[Ian McEwan, Máquinas como yo, Anagrama, trad.: Jesús
Zulaika, 2019, págs. 355]
Uno de los
logros extraliterarios más significativos de esta novela mainstream de McEwan es invertir el designio del famoso
test de Turing, de tal modo que es ahora la conciencia de la máquina la que
detecta y escanea, de manera implacable, las inconsistencias, deficiencias e
insuficiencias de la identidad humana…
No es casual que las ficciones más
creativas sobre las distopías del presente y el futuro estén surgiendo en el
Reino Unido. Si el contexto social y político lo propicia, o si lo favorece la
larga tradición literaria desde la fundacional “Frankenstein”, son cuestiones
menores en comparación con el vasto alcance de sus propuestas y la alta
resolución de sus logros. Esta novela de McEwan se suma con brillantez al éxito
de series como “Black Mirror” o “Years and Years”, películas como “Ex Machina”
y al ingenio inglés de Jonathan Nolan que anima la serie americana “Westworld”,
un parque temático poblado de androides esclavos.
Tras la aventura hamletiana de Cáscara de nuez, McEwan ha tenido la audacia de contar otra historia de las suyas
insertando en la trama un componente extraño, una presencia anómala que produce
un efecto perturbador en su habitual mundo de ficción. Para plantear su
ecuación narrativa sobre la vida humana, McEwan recurre a dos factores
entrelazados. En primer lugar, consciente de que todo abordaje de la ciencia-ficción
desde parámetros convencionales exige el ajuste de sus menores detalles, el
trastorno temporal. En vez de desplazar la trama a un futuro utópico o
distópico, McEwan ha preferido crear una ucronía novelesca ambientada en unos
imaginarios años ochenta donde ya existen internet y los teléfonos móviles, el
Reino Unido es derrotado en la guerra de las Malvinas, Thatcher dimite, Carter
gobierna, Alan Turing vive aún y la ciencia robótica comienza su andadura
comercial poniendo a disposición de clientes adinerados criaturas de sexo
masculino y femenino.
El segundo factor detonante de la novela, el más
decisivo, es la incorporación de un facsímil antropomorfo, un androide llamado
Adán, en la vida del protagonista y narrador, Charlie Friend: un treintañero a
la deriva que acaba de abandonar la abogacía para dedicarse a la especulación
inmobiliaria en internet.
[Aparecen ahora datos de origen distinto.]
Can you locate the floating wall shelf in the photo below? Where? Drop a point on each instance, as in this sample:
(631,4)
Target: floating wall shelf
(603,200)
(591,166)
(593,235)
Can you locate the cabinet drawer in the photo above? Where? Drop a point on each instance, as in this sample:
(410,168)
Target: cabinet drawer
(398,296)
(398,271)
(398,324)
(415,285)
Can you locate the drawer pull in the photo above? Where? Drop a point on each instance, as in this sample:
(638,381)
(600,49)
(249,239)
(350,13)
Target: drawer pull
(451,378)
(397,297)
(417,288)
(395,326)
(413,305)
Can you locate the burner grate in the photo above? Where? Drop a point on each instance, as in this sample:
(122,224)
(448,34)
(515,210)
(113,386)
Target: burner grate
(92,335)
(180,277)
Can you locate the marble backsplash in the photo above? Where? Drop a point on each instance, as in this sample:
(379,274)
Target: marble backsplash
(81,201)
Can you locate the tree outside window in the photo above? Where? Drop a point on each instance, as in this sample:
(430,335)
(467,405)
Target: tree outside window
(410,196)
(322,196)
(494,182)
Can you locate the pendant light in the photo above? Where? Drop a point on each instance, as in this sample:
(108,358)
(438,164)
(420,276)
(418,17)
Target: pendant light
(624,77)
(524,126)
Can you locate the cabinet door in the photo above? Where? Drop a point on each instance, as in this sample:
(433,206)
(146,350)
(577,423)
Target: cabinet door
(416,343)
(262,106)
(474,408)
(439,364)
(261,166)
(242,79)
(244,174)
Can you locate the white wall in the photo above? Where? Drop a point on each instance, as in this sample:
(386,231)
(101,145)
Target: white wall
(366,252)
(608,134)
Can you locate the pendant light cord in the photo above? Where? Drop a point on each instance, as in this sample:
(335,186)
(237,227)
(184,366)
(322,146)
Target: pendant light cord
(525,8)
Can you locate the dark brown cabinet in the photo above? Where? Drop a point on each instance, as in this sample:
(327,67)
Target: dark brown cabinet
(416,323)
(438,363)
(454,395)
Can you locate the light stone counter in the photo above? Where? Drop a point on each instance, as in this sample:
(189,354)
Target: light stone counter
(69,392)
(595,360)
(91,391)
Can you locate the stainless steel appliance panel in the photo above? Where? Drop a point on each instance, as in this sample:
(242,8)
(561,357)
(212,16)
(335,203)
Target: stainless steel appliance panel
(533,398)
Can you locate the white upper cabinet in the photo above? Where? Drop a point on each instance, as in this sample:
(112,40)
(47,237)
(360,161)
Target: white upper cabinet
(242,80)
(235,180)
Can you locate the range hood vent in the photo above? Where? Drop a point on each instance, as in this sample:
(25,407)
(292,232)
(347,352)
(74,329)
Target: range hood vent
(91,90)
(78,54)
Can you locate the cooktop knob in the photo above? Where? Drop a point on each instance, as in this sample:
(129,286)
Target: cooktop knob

Charlie mantiene unas complicadas relaciones con su
vecina veinteañera, la encantadora Miranda, hija díscola de un escritor
decrépito y doctoranda de nombre shakespiriano con un pasado tortuoso. Este
triángulo amoroso nada euclidiano se podría describir, gastando una broma
bíblica, como Adán y Eva jugueteando en el jardín del Edén con la manzana de
Apple. O, dicho de otro modo, revisando con sarcasmo ciertos episodios
inquietantes de la novela: la tecnología no resolverá nunca las disfunciones de
la pareja o el amor, ni la vida adulta, por supuesto.
Personajes como el robot Adán, dotado de una
inteligencia superior que juzga las conductas humanas con parámetros éticos de
un rigor sobrehumano, y como Alan Turing, el genial científico que, a pesar de
su suicidio real, abrió las puertas del mundo a los algoritmos y la computación
universal que revolucionaron el final del siglo XX y fundaron la era digital del
XXI, proyectan los postulados de la narración hacia el pesimismo ontológico que
suele dominar la aguda mirada de McEwan. De hecho, en una escena que revela
hasta qué punto el robot no es solo un personaje de ficción sino un doble potencial
del escritor, Adán, que ha adquirido el gusto por la escritura de haikus,
comenta al protagonista que la novela en el futuro, cuando humanos y máquinas
sean iguales y sus inteligencias se conecten de manera natural, la novela
entendida al modo flaubertiano de McEwan, será un artefacto inútil y trasnochado,
un residuo artístico de un tiempo histórico superado.
El profundo sentido de la ironía de McEwan hacia
el desastre secular de la existencia humana y la promesa utópica de la vida y
la inteligencia artificial se expresa en esta novela con devastadora lucidez.